A man votes during municipal elections in Caracas . The elections on Sunday were seen as the biggest political test yet for President Nicolás Maduro as he tries to halt an economic slide and preserve the socialist legacy of his mentor Hugo Chávez. (Carlos Garcia Rawlins/Reuters)

Pro-government candidates and opponents of President Nicolás Maduro split Venezuela’s disputed mayoral elections Sunday, prolonging a political stalemate in the face of mounting economic problems.

Members of Maduro’s socialist party were declared victors by the National Electoral Council in 196 of 335 municipalities up for grabs, while the opposition took 53 and independent candidates won eight races. The remaining 78 contests were too close to call.

The opposition, which won 46 municipalities in the 2008 elections, held control of the country’s two biggest cities and won at least four state capitals currently in the hands of government supporters, including Barinas, the home town of President Hugo Chávez, who died in March.

But opposition forces were unable to capitalize on discontent with galloping inflation and worsening shortages to win the much-watched national total vote and achieve its goal of punishing Maduro in his first electoral test since he defeated opposition leader Henrique Capriles for the presidency by a razor-thin margin in April.

“The Bolivarian Revolution continues now with more strength,” Maduro told supporters at a rally in downtown Caracas to celebrate what he called a “grand victory.”

Voting took place in relative calm, with only minor disruptions and isolated acts of violence. At 58 percent, turnout was heavy for local elections, though it trailed the 80 percent that cast ballots in April’s presidential election, a reflection of fatigue that has set in across Venezuela’s political spectrum over the past few months.

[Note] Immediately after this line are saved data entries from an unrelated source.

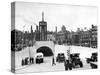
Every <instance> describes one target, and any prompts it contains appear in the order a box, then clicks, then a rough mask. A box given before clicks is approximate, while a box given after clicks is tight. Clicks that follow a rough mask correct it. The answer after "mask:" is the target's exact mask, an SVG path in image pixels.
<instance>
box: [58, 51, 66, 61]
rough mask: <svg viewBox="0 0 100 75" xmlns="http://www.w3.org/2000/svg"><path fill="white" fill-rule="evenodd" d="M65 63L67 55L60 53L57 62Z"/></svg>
mask: <svg viewBox="0 0 100 75" xmlns="http://www.w3.org/2000/svg"><path fill="white" fill-rule="evenodd" d="M64 61H65V55H64V53H58V55H57V58H56V62H64Z"/></svg>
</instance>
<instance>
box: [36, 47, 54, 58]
mask: <svg viewBox="0 0 100 75" xmlns="http://www.w3.org/2000/svg"><path fill="white" fill-rule="evenodd" d="M39 52H42V53H43V55H44V56H52V55H53V52H52V50H51V48H49V47H47V46H42V47H40V48H38V49H37V53H39Z"/></svg>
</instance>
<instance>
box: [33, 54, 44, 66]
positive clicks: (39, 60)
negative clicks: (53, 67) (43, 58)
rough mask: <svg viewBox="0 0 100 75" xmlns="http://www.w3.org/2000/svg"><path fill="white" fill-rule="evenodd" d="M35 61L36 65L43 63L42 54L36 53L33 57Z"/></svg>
mask: <svg viewBox="0 0 100 75" xmlns="http://www.w3.org/2000/svg"><path fill="white" fill-rule="evenodd" d="M35 59H36V64H37V63H39V64H40V63H43V53H37V54H36V56H35Z"/></svg>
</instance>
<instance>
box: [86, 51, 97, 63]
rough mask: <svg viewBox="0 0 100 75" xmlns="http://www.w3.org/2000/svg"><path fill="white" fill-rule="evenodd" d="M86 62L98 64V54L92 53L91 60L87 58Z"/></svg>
mask: <svg viewBox="0 0 100 75" xmlns="http://www.w3.org/2000/svg"><path fill="white" fill-rule="evenodd" d="M86 62H87V63H90V62H97V52H95V53H92V55H91V57H90V58H86Z"/></svg>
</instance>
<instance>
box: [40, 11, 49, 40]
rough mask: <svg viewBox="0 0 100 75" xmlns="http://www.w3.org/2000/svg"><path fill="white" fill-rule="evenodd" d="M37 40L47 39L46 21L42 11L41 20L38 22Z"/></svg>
mask: <svg viewBox="0 0 100 75" xmlns="http://www.w3.org/2000/svg"><path fill="white" fill-rule="evenodd" d="M39 36H40V38H39V40H40V41H47V22H45V21H44V12H42V21H40V22H39Z"/></svg>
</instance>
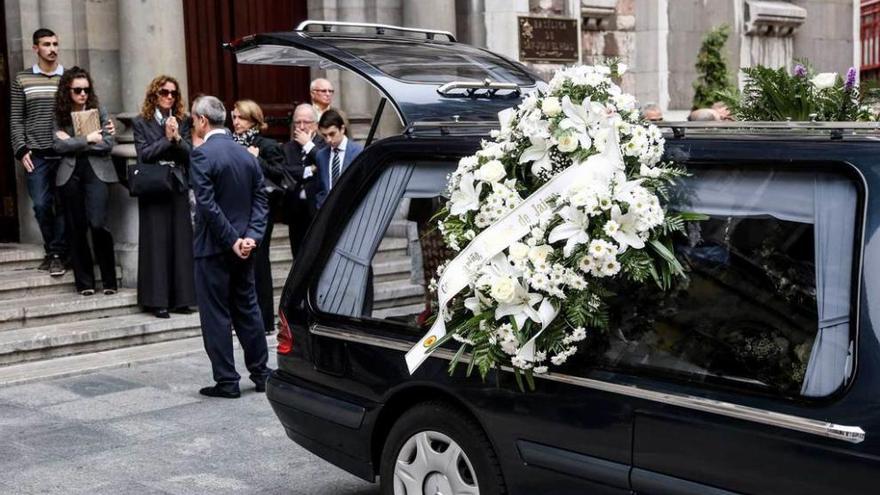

It is unclear whether the results will reinforce or slow Maduro’s recent tilt to the left.

As Venezuela’s economic troubles have deepened, with inflation touching a two-decade high of 54 percent and shortages of staples such as toilet paper and milk spreading, disapproval of Maduro’s rule has been rising, especially within the coalition of ideological leftists and members of the military that he inherited from Chávez.

But the 51-year-old former bus driver managed to regain momentum by going after groups and businesses he accuses of waging economic war against his socialist government.